[Caution] Malicious file about North Korea's nuclear test

1. Information

INCA Internet response team detected malicious file about Kwangmyongsong-3(Bright Star-3). This malicious file is disguised as a document file about the experiment of Kwangmyongsong-3, and tries to infect additional malicious file with using some security holes.

With this issue, users need to be careful on using internet.

2. Cases

Sorean intelligence officials say North Korea may be preparing for nuclear test.doc

The content of this document is disguised as nuclear test of North Korea. But it is malicious file using MS Office security vulnerability.

This malicious DOC uses CVE-2010-3333 and it will create malicious WORD.exe and normal Wor.doc and execute when victim's PC is vulnerable to security threats.

It runs normal document file and shows contents about North Korean nuclear test.

Besides, it will create MSN Talk Start on starting program for running on every boot.

North Korea.doc

It contains normal contents as following and tries to access malicious site due to SWF code on MS DOC file.

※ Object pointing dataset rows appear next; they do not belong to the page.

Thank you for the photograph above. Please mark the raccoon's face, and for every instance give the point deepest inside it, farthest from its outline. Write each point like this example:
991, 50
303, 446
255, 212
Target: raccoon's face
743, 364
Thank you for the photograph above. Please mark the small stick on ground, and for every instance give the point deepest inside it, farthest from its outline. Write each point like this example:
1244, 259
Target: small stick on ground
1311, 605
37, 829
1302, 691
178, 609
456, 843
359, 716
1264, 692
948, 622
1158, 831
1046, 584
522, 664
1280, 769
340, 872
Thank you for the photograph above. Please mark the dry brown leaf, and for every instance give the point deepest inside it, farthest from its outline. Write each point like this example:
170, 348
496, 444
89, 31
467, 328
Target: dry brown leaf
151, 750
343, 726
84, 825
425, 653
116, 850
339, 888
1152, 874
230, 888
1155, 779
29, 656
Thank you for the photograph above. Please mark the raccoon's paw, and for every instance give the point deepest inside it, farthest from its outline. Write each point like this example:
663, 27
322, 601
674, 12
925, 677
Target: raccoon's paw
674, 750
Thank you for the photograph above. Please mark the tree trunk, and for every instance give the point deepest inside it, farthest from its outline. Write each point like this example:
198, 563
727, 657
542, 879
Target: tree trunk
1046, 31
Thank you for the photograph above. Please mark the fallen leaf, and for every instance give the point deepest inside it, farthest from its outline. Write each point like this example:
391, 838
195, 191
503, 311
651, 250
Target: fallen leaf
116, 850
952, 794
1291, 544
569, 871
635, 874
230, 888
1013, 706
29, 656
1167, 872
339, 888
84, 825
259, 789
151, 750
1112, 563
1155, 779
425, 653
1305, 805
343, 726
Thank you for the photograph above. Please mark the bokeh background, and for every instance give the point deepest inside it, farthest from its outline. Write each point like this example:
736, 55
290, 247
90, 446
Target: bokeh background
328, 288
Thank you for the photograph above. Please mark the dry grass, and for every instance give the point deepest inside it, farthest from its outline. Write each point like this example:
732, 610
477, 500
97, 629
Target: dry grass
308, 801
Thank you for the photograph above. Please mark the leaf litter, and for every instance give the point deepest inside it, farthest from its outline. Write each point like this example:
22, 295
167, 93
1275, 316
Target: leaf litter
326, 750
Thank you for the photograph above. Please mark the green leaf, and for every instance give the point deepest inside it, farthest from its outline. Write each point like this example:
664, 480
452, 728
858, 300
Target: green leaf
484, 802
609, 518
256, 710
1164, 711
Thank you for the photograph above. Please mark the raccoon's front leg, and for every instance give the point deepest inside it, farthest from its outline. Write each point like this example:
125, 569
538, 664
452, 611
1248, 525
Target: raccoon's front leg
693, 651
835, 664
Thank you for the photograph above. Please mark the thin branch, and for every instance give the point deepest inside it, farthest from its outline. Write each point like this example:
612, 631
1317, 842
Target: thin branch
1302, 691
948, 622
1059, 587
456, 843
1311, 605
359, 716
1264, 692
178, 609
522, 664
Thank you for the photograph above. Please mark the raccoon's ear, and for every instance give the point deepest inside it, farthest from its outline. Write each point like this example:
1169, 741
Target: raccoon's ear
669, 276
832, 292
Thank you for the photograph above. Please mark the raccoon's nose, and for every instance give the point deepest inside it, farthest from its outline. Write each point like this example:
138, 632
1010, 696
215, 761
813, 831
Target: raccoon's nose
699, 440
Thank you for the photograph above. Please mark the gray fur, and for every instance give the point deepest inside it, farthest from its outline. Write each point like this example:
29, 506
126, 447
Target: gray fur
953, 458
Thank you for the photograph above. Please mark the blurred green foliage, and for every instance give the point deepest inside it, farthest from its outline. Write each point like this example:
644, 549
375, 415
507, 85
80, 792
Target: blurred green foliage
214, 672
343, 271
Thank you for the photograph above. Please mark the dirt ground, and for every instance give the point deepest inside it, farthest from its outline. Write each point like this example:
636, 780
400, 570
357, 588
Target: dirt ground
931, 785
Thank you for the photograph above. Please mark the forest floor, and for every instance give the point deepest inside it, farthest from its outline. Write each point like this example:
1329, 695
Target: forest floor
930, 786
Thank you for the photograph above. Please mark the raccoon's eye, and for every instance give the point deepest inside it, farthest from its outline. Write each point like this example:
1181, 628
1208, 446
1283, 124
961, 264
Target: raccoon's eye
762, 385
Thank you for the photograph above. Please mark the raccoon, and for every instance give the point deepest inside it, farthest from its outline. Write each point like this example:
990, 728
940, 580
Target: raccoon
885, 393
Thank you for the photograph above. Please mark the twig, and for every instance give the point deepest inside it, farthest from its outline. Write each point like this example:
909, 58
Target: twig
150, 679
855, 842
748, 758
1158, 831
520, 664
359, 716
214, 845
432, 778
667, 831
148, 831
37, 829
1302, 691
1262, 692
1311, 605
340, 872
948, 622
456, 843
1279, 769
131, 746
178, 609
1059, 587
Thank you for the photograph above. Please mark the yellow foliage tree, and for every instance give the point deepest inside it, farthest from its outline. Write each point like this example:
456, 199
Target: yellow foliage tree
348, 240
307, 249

When accessing malicious web site, following HTML code, which induces PC to download ZA102498414.JPG with using CVE-2012-0507 exploit, will be executed. This file is EXEcutable file but disguised its file name as a image file.
Besides, original file name is "javacpl.exe" (JAVA Control Panel) and its icon is also similar as JAVA file.

When exploit code is executed, IE will be directed MS Office web site. This redirection is one of methods to deceive users.

Infected malicious file is trying to access certain host and waits additional command.

Furthermore, INCA Internet response team added various patterns including "North Korea satellite launch eclipses that of Iran.doc".

3. Summary

With this Kwangmyongsong-3, various contents can be used as a route of spreading maliciuos files.

To use PC safely from security threats of these malicious attachments, we recommend you download latest security updates and obey following "Security management tips" for general users.

Security management tips

1. Maintain the latest security update on OS and applications
2. Use anti-virus SW from believable security company and keep updating the latest engine and using real time detecting function
3. Do not see and download attached file from suspicious e-mail.
4. Keep caution to link from instant messenger and SNS.

INCA Internet (Security Response Center / Emergency Response Team) runs responding system against various security threats.